Midsummer School: the medicine of the future – in 10 points – is already here


The first edition of Motori Sanità’s Midsummer School 2022, which ended last July 15 in Tivoli, in the province of Rome, recorded a great participation. Many topics covered in the three days of work: from “Integrated diagnostics at the service of the patient” to “Disruptive Technology and precision medicine”, up to “PNRR: we design the healthcare of the future”.

Made with the unconditional contribution of Technogenetics, Abbott, Becton Dickinson, Siemens Healthineers, Stago Italia, Medical Systems and Mindray, the event brought together the leading national experts – institutions, clinicians, stakeholders – with the aim of designing healthcare of the future. Here are the 10 main points that emerged.

  1. The laboratory must act as an intermediary between the hospital and the territory integrating into the team of professionals coordinated by the General Practitioner (GP and Medical Specialists), for the assistance to the chronic patient, using tele-cooperation, telemedicine and teleconsultation, monitoring, with adequate indicators (individual and collective), patient compliance with technologies and innovation.
  2. Medical drones are increasingly used, with fast and cheap deliveries of blood, blood products, life-saving drugs, POCT test analysis, or in the PDTA process, reaching even territorially difficult places. Real “life-saving postmen”.
  3. Also in Italy a real network is being established for patients with rare cancer and, in this sense, the Ministry and AGENAS are working together with a group of experts. The intent is to guarantee the patient’s path from the suspected diagnosis to the optimal place of care, also taking advantage of telemedicine that allows the national reference centers to be connected with the centers that have the patients in charge.
  4. The fight against cancer has a new ally: biology-led radiotherapywith the possibility of using omic markers (from genomics to proteomics, from epigenomics to radiomics), to characterize the single tumor in this respect and to be able to apply personalized radiotherapy schemes, doses and modalities.
  5. Artificial intelligence applied to radiology can support the radiologist during the reporting of various exams such as x-rays, mammograms, computed tomographies and magnetic resonances. Furthermore, artificial intelligence can support the radiologist by extracting clinically relevant information from the images, but difficult for the human eye to evaluate.
  6. It is urgent to reorganize the territorial assistance, subject to reform with the PNRR. As highlighted by the pandemic, the lack of services, the distance from health centers and the complexity of urban and metropolitan areas require an innovation of territorial healthcare organizational models. To do this, it is also necessary to focus on technological innovation and personalized medicine.
  7. Pharmacological and technological innovation has brought about a radical change in diabetes care. On the one hand, it has improved glycemic compensation and the quality of life of patients with DM1, and on the other, thanks to drugs capable of counteracting the development of the dreaded cardiovascular and renal complications, it has improved the treatment of people with DM2.
  8. In the near future, artificial intelligence will make it possible to increasingly calibrate medical carecustomized to the specific needs of the individual patient.
  9. The use of radiosurgery for the treatment of ventricular fibrillation takes holda severe form of arrhythmia, in which it is possible, in selected cases resistant to specific drugs, to perform a non-invasive and targeted radioablation of the atrio-ventricular node, in a single session, allowing the return to normal heart rhythm.
  10. Precision oncology is developing in our country without having defined the rules and criteria of appropriateness, and with inequalities in patient access to molecular tests and possible target therapies. It is therefore essential to have a single program and national governance, with strategic sharing among all stakeholders, which define rules, organization and resources in all areas: access to tests and drugs, technologies, laboratories and paths required in the field of regional cancer networks.

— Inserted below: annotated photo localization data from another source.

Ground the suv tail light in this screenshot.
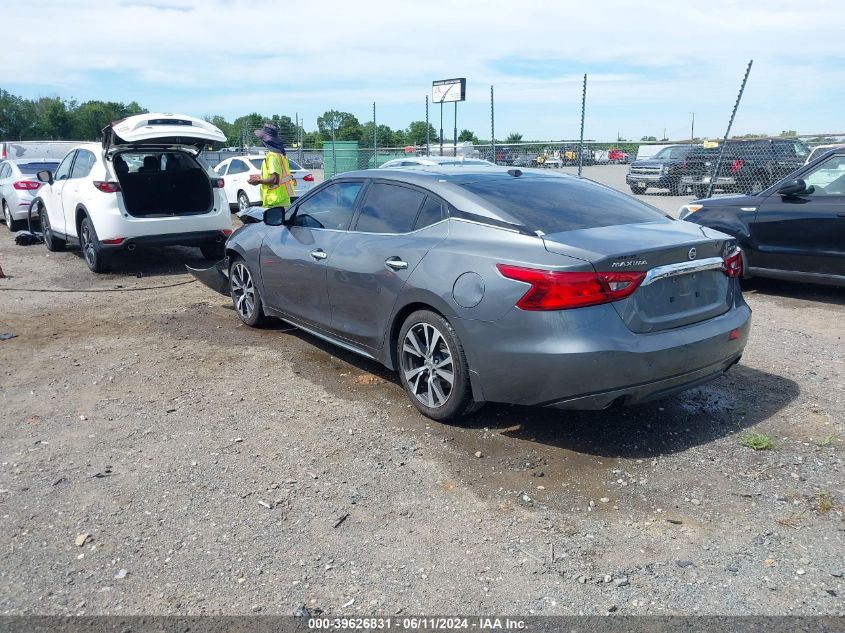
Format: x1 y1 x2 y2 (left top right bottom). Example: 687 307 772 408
211 178 225 188
497 264 645 310
303 174 314 182
93 181 121 193
729 159 744 173
724 248 743 278
12 180 41 191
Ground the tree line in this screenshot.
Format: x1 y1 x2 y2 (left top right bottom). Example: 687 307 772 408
0 90 463 148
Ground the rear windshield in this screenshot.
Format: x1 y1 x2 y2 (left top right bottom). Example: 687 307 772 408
18 162 59 175
249 157 303 170
457 177 668 234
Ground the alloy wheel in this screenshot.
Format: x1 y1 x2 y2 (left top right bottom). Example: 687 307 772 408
238 192 250 213
81 222 96 268
231 261 255 320
400 322 454 409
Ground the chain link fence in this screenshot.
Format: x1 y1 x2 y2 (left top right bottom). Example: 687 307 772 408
200 128 845 199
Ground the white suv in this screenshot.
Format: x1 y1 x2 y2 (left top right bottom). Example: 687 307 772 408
31 113 233 273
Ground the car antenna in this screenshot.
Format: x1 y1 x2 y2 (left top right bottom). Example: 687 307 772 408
507 169 522 177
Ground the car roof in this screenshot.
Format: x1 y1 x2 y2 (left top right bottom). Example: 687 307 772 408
330 166 573 228
7 157 60 164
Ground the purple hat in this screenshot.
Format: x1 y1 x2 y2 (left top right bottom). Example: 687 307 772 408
254 123 286 154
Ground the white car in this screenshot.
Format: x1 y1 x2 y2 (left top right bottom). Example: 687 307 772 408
0 158 60 231
214 154 315 213
30 113 233 273
379 156 496 168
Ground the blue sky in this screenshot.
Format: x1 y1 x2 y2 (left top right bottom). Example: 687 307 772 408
3 0 845 142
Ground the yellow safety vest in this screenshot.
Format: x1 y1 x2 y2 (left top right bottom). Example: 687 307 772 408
260 152 295 207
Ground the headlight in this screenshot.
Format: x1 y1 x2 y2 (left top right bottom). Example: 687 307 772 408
678 204 703 220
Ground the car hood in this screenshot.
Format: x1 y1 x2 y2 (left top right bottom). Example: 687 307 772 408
692 193 766 206
102 113 226 154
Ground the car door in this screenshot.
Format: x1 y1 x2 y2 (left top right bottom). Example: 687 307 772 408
749 153 845 276
259 180 364 330
326 183 449 351
0 162 11 208
225 159 253 202
41 150 76 236
62 149 97 238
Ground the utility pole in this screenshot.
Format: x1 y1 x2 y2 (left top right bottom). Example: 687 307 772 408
691 112 695 141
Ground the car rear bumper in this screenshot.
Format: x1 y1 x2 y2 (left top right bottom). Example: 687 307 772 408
101 230 230 250
681 175 737 187
457 300 751 409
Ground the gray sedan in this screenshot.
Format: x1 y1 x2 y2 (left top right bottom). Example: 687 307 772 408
196 167 750 421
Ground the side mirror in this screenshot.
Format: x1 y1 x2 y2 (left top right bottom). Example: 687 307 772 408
263 207 285 226
776 178 808 197
37 170 53 185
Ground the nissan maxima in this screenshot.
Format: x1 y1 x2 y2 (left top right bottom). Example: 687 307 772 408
194 167 750 421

“Without the aid and the intensive use of technology, we would not have been able in any way to manage the enormous load of information that the Covid emergency has entailed”, says Dr. Claudio Zanon, Scientific Director of Motor Health.

“Disruptive technology is the glue of a new medicine for a better, integrated and fairer National Health Service, but only if a technological evolution is able to reach a cultural evolution, with the creation of new models that exceed those no longer responding to the needs of citizens and the tumultuous medical innovation ”, concludes Zanon.